The officer also said that the rules would be soon notified under the amended act that was passed in Parliament last week. Under the amended act, Hindus, Sikhs, Buddhists, Jains, Parsis and Christians who have come from Afghanistan, Bangladesh and Pakistan on or before December 31, 2014, will not be treated as illegal migrants.
The rules would mandate that the applicant uploads certain documents that would prove that he or she had come down on or before December 31 2014. Further it would also be necessary for the person to prove that he or she has completed the minimum 5 year residency period.
The new rules would set the process to be followed by the district administration and the superintendent of police. The administration would conduct the verification of these persons. Once the assessment is completed, the MHA would take the final call before issuing a certificate the official also added.
The rules would also mandate that the person applying would also need to declare in an affidavit that he or she had moved to India due to religious persecution faced in the three countries.
The MHA official however made it clear that the amended act would not apply to Indian citizens. The aim is to grant Indian citizenship to the six minority religious faiths, who have suffered religious persecution.
Inner Line Permit:
The officer said that the amended act has a clause with regard to the Inner Line Permit Regime Areas. The Actl states that the Inner Line Permit (ILP) regime areas and those regions that are governed under the Sixth Schedule of the Indian Constitution are excluded from the purview of this Act.

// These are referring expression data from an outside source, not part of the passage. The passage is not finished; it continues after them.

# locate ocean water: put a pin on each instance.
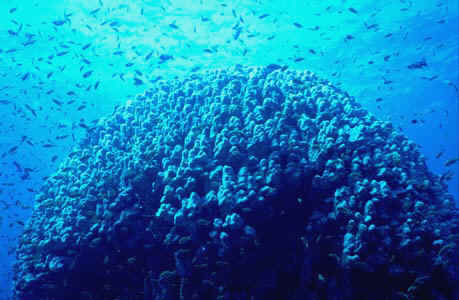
(83, 83)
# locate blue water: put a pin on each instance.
(64, 64)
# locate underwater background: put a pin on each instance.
(66, 64)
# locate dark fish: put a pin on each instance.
(148, 56)
(59, 22)
(418, 65)
(349, 37)
(18, 167)
(164, 57)
(352, 10)
(28, 43)
(26, 75)
(57, 102)
(298, 25)
(87, 74)
(31, 110)
(429, 78)
(94, 11)
(451, 162)
(371, 26)
(48, 145)
(12, 149)
(137, 81)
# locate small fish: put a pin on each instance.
(87, 74)
(353, 10)
(86, 46)
(418, 65)
(94, 11)
(48, 145)
(148, 56)
(13, 149)
(349, 37)
(451, 162)
(31, 110)
(28, 43)
(298, 25)
(164, 57)
(59, 22)
(18, 167)
(448, 175)
(26, 75)
(137, 81)
(57, 102)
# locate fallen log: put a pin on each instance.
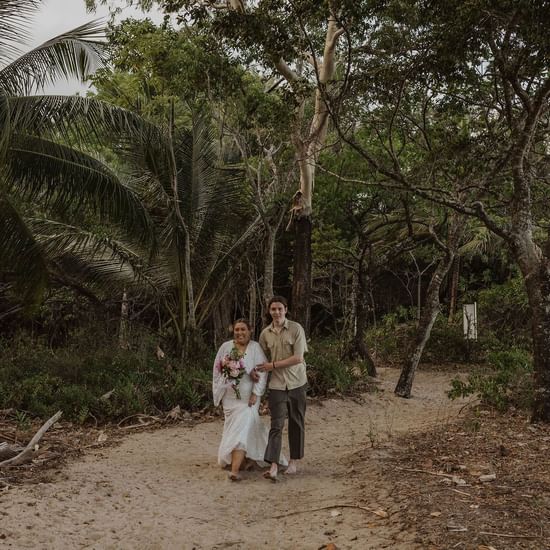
(9, 451)
(26, 454)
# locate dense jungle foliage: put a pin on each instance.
(216, 153)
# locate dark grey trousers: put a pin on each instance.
(283, 403)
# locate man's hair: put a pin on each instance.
(280, 299)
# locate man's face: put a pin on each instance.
(277, 310)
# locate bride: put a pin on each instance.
(244, 434)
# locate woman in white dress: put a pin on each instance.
(244, 433)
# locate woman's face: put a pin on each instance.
(241, 333)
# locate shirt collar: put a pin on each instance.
(285, 325)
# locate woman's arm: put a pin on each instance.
(218, 381)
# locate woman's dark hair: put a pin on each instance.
(244, 321)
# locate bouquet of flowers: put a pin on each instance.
(232, 368)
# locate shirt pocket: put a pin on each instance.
(288, 345)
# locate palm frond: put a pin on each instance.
(74, 54)
(60, 177)
(81, 119)
(21, 255)
(14, 15)
(98, 255)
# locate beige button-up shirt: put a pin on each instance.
(291, 340)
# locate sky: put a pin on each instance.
(58, 16)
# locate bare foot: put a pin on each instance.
(272, 472)
(291, 469)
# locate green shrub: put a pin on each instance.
(328, 374)
(38, 380)
(509, 383)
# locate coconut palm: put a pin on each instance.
(48, 152)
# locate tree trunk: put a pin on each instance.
(535, 267)
(301, 283)
(269, 255)
(425, 325)
(253, 298)
(453, 290)
(358, 348)
(123, 340)
(541, 341)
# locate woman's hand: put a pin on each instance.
(265, 367)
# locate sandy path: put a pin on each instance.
(163, 489)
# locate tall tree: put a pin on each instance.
(488, 62)
(296, 44)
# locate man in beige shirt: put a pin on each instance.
(284, 343)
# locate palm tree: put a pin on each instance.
(48, 154)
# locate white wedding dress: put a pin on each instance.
(243, 428)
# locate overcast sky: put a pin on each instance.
(58, 16)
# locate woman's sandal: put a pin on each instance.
(268, 475)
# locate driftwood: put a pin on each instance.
(26, 454)
(9, 451)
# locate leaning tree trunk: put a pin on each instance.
(425, 325)
(269, 263)
(301, 284)
(358, 348)
(535, 267)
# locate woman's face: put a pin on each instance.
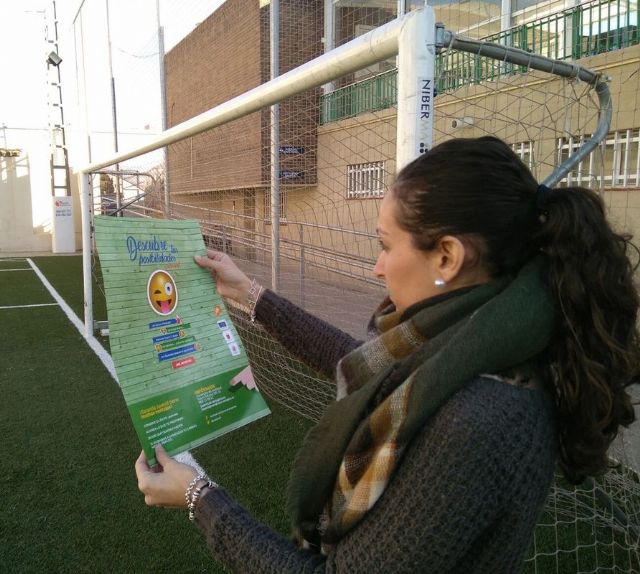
(408, 272)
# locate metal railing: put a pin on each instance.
(578, 32)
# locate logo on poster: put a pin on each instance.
(162, 292)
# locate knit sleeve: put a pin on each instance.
(465, 499)
(316, 342)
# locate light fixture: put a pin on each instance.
(54, 59)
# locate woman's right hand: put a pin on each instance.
(230, 281)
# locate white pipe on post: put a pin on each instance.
(84, 183)
(416, 71)
(275, 148)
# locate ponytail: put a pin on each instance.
(595, 354)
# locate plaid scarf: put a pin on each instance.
(389, 387)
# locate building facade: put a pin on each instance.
(337, 144)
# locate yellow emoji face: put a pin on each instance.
(162, 293)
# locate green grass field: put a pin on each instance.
(69, 496)
(69, 499)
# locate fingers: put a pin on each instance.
(162, 456)
(142, 465)
(216, 255)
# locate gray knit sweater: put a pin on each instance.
(464, 499)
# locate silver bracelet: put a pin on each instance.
(255, 292)
(195, 496)
(192, 484)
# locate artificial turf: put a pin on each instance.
(69, 497)
(69, 500)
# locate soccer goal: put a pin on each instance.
(288, 175)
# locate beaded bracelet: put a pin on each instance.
(255, 292)
(192, 484)
(195, 496)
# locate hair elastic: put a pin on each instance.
(541, 193)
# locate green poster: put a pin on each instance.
(181, 366)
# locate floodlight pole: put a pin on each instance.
(86, 202)
(113, 105)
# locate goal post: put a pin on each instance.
(416, 39)
(411, 37)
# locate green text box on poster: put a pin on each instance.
(181, 365)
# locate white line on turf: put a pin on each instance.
(27, 306)
(96, 347)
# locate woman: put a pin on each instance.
(507, 341)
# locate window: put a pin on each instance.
(267, 205)
(614, 163)
(525, 151)
(365, 180)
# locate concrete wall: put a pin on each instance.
(25, 190)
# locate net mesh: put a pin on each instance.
(337, 158)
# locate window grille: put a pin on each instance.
(614, 163)
(525, 151)
(267, 205)
(365, 180)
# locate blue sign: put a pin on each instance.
(289, 174)
(291, 150)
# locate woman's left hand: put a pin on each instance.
(166, 483)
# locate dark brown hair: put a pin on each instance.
(478, 189)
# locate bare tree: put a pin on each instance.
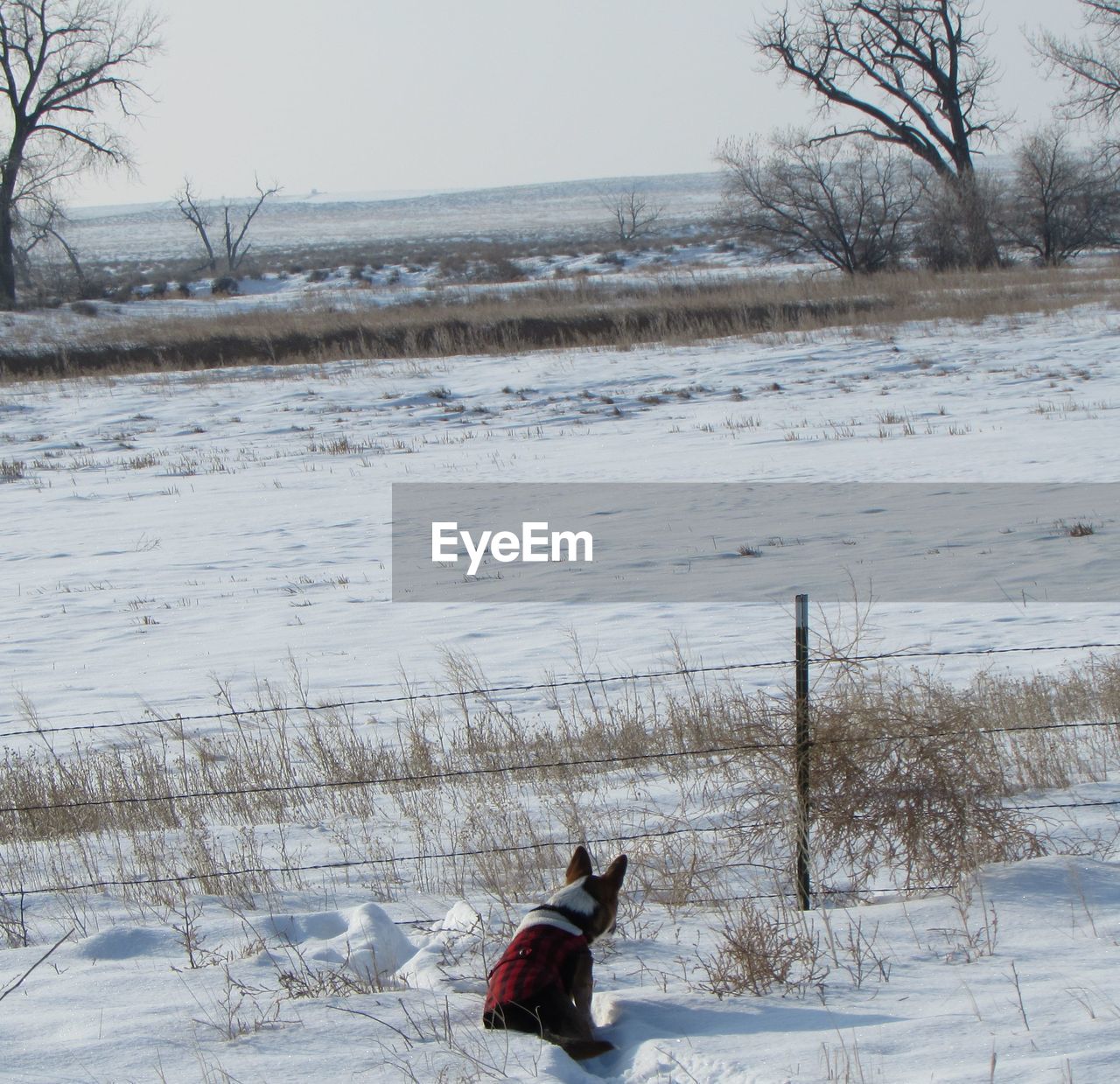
(849, 203)
(1088, 65)
(911, 74)
(1062, 200)
(234, 220)
(632, 213)
(60, 63)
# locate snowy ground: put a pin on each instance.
(542, 212)
(166, 535)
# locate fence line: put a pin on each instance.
(587, 681)
(424, 777)
(536, 766)
(353, 864)
(531, 687)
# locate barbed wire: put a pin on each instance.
(385, 780)
(354, 864)
(597, 762)
(587, 680)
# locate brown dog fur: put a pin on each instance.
(561, 1011)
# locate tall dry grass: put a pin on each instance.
(910, 787)
(553, 316)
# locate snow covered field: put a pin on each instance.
(171, 538)
(542, 212)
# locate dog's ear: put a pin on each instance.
(580, 866)
(614, 874)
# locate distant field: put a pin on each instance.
(542, 212)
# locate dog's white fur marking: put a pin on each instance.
(547, 919)
(575, 897)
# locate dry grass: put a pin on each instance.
(556, 316)
(910, 787)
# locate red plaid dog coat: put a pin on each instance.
(538, 958)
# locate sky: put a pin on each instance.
(410, 95)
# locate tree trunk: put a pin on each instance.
(9, 175)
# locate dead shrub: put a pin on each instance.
(762, 951)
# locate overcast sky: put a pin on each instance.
(373, 95)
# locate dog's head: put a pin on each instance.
(591, 899)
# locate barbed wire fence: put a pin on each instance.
(800, 746)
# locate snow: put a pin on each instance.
(177, 535)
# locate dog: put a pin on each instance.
(542, 983)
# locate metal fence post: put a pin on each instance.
(803, 744)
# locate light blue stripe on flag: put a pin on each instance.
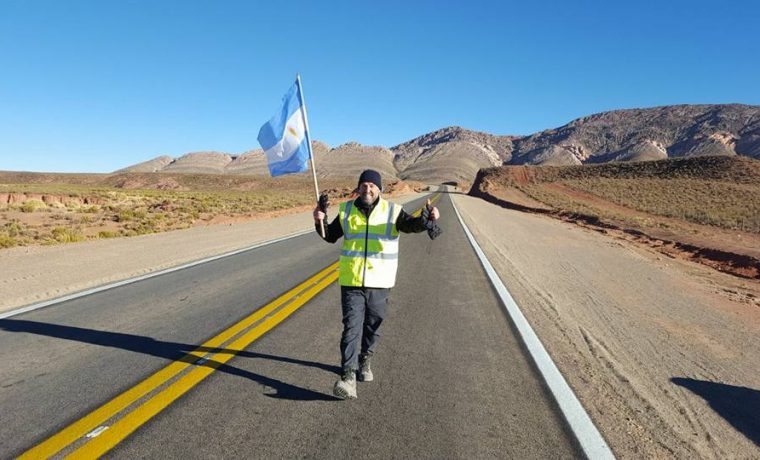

The ILP is prevalent in Arunachal Pradesh, Mizoram and Nagaland. This would mean that citizens of other states visiting these states would require the ILP. This is because these areas are governed under the Sixth Schedule of the Constitution.
Section 2 of the Bengal Eastern Frontier Regulations, 1873 states that the states of Arunachal Pradesh, Nagaland and Mizoram fall under the purview of the ILP. The Sixth Schedule of the Constitution speaks about autonomous councils and districts were created in the tribal areas of Tripura, Assam and Meghalaya. These areas enjoy several legislative and executive powers.
While the ILP is restricted to the three states, there are 10 areas across the North East which are under the Sixth Schedule. These 10 areas include 3 each from Assam, Meghalaya, Mizoram and 1 from Tripura.
The Sixth Schedule of the Constitution deals with the administration of the tribal areas in the four northeastern states of Assam, Meghalaya, Tripura and Mizoram as per Article 244.
The Governor is empowered to increase or decrease the areas or change the names of the autonomous districts. While executive powers of the Union extend in Scheduled areas with respect to their administration in Vth schedule, the VIth schedule areas remain within executive authority of the state.
The acts of Parliament or the state legislature do not apply to autonomous districts and autonomous regions or apply with specified modifications and exceptions.
The Councils have also been endowed with wide civil and criminal judicial powers, for example establishing village courts etc. However, the jurisdiction of these councils is subject to the jurisdiction of the concerned High Court.